第三章

第三章 第一節 闇の中へ

 ロスタムに待っていたのは一斉の弓矢の雨であった。


 結界の外から来た人間どもが打つ雨のように降ってくる。


 その矢にはほんの少しの反魔導物質が塗られていた。もちろん、人間にも多少の害があるが、暗黒竜の血筋を持つロスタムにとってそれは猛毒であった。


 巨大な暗黒竜が落下する。


 今だとばかりにさらに反魔導物質の石が置かれ、シャシーが魔法を唱える。暗黒竜の姿になっていたロスタムの体が近くにいた竜馬ラクシュもろとも沈んでいく。さらに落ちた穴に向ってギリメカラが猛毒の霧を吐いた。


 魔法陣の中でもがき苦しむ。


 「我はインドラの妻シャシー」


 耳を疑った。そこに居るのは三面六臂さんめんろっぴ義憤ぎふんの戦士。


 インドラに犯されながらも阿修羅族の神々を裏切り、天にいた同族らを追放した裏切りの神が人間を率いてロスタムを殺そうとしていたのだ。しかも天敵であったはずの鬼族帝釈天の乗獣、ギリメカラに乗っているではないか。

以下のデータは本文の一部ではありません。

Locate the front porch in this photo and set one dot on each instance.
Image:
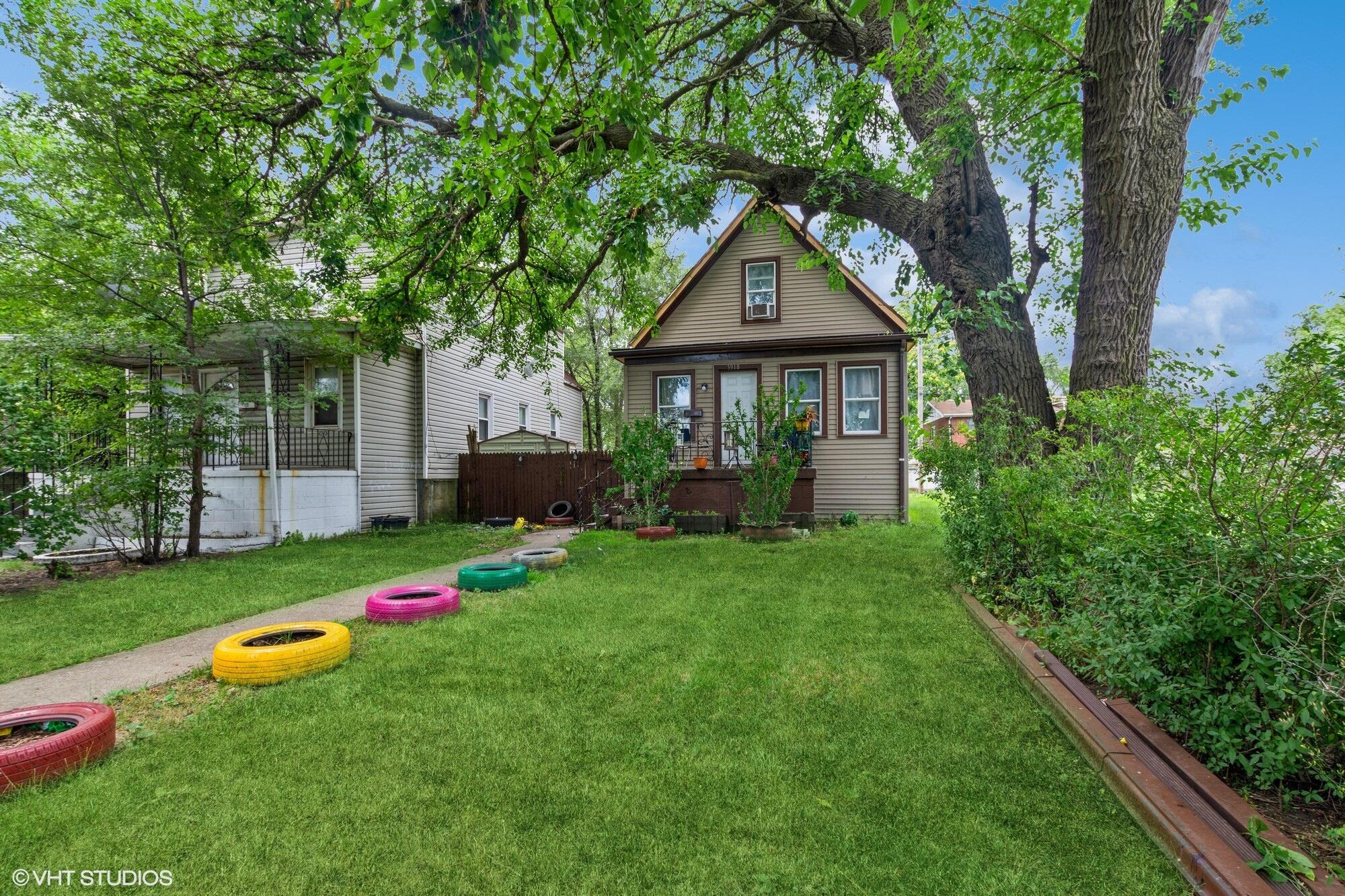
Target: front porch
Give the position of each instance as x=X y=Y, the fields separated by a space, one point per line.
x=711 y=439
x=720 y=490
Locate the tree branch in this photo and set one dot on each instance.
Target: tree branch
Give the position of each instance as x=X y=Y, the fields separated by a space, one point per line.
x=1188 y=46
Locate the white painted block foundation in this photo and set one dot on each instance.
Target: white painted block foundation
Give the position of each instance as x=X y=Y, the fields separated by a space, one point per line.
x=314 y=502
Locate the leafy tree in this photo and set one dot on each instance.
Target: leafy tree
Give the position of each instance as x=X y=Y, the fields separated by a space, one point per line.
x=139 y=225
x=489 y=134
x=474 y=140
x=610 y=300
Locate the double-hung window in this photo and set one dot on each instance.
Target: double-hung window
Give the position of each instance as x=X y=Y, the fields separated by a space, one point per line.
x=861 y=399
x=325 y=403
x=804 y=386
x=484 y=417
x=673 y=393
x=762 y=290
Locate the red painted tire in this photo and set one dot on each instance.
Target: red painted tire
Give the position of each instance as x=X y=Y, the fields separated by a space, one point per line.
x=92 y=737
x=411 y=603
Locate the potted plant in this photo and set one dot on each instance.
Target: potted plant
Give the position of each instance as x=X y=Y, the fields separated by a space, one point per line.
x=771 y=460
x=642 y=460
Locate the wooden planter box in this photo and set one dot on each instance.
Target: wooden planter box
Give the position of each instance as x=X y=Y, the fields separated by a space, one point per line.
x=701 y=524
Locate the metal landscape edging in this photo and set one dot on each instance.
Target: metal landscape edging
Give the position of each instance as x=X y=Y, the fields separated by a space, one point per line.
x=1174 y=819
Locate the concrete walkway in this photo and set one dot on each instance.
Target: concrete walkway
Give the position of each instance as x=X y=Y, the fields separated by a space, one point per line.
x=167 y=659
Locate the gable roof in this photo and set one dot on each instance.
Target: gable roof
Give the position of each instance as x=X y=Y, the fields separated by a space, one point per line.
x=882 y=310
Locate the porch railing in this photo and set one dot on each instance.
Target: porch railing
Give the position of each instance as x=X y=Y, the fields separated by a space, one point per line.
x=297 y=448
x=712 y=440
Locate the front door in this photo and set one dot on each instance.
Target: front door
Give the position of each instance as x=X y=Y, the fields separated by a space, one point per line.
x=738 y=399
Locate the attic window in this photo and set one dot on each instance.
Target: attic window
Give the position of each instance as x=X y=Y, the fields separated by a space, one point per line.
x=761 y=290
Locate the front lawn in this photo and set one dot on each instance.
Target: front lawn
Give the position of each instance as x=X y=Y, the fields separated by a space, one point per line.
x=79 y=620
x=692 y=716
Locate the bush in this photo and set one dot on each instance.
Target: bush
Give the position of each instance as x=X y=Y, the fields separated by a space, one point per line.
x=771 y=455
x=642 y=460
x=1184 y=548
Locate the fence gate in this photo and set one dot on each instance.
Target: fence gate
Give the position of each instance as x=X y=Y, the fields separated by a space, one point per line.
x=525 y=485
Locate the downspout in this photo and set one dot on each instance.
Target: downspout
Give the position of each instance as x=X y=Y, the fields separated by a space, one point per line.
x=271 y=450
x=903 y=446
x=360 y=434
x=921 y=405
x=424 y=407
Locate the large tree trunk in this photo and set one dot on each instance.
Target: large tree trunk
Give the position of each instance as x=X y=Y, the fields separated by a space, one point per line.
x=969 y=253
x=1137 y=108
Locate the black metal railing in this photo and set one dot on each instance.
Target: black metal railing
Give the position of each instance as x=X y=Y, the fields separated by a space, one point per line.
x=297 y=448
x=715 y=442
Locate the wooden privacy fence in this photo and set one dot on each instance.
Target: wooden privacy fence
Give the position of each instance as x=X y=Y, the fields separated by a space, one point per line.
x=525 y=485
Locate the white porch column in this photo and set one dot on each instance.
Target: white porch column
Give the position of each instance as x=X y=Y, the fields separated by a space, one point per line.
x=276 y=520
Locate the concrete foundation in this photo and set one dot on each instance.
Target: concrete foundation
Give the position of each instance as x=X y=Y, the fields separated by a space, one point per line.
x=438 y=499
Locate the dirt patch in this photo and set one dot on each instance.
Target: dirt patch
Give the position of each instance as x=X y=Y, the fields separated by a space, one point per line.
x=1305 y=822
x=34 y=576
x=145 y=713
x=278 y=638
x=25 y=735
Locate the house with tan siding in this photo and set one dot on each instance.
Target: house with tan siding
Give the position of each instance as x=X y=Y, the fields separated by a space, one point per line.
x=746 y=318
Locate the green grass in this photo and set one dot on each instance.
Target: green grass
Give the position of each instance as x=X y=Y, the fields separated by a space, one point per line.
x=77 y=620
x=696 y=716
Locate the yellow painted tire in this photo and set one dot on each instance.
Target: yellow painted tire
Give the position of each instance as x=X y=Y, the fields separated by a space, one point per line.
x=239 y=661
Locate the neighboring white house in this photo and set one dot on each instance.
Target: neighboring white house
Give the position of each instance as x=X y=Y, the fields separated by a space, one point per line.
x=384 y=443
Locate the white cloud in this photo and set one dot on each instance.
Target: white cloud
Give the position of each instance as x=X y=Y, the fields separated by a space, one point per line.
x=1214 y=317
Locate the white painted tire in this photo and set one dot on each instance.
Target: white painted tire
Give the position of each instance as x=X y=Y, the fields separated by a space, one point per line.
x=541 y=557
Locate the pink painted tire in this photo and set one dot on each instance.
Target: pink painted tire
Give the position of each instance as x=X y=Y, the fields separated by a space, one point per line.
x=411 y=603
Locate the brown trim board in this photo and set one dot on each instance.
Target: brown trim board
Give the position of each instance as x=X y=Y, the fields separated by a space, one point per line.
x=654 y=386
x=818 y=365
x=882 y=364
x=743 y=290
x=856 y=287
x=730 y=350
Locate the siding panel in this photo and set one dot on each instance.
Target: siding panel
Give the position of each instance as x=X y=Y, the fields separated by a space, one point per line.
x=391 y=440
x=855 y=473
x=809 y=307
x=455 y=384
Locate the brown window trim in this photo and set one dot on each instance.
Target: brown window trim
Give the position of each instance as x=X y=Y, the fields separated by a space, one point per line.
x=822 y=366
x=743 y=288
x=882 y=364
x=654 y=385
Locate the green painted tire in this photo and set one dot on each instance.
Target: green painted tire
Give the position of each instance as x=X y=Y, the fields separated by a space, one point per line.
x=492 y=576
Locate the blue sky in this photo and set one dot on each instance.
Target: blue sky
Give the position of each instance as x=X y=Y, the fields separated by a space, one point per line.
x=1239 y=284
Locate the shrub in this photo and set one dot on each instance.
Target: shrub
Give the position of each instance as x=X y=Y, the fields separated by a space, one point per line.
x=1183 y=546
x=642 y=460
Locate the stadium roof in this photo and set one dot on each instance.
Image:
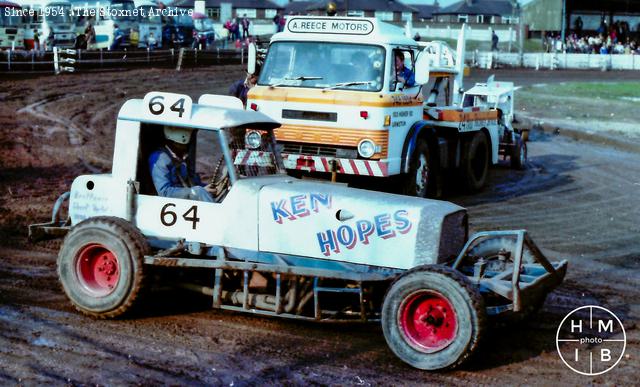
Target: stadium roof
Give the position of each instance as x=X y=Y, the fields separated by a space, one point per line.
x=478 y=7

 しかし、青銅の鎧イスファンディヤールを打ち破った弓矢なら!


 ゆっくり沈んでいく己の体を安定させながら巨大な弓を放っていく。もう自分の体が首の辺りにまできている。


 「当れーっ!」


 矢を放つもむなしく外れる。


 「魔王を沈め殺せ!」


 兵士の声を聞きながら闇の沼に沈んでいくロスタム。息が出来ない。


 (ここまでか)


 しかし、声が聞こえた。


 ――わが子孫よ、そなたに力を渡さん。そなたの力は闇のものでもある。


 声が聞こえなくなると……闇の帯がロスタムに次々突き刺さる。帯から力の波動をもらい受ける。それは漆黒の竜の姿。


 ――それがお前の本当の姿。だが今は裁きの時ではない。我は力を蓄える時期。我らの眠りを妨げるものに死を与えるのだ。わが子孫よ。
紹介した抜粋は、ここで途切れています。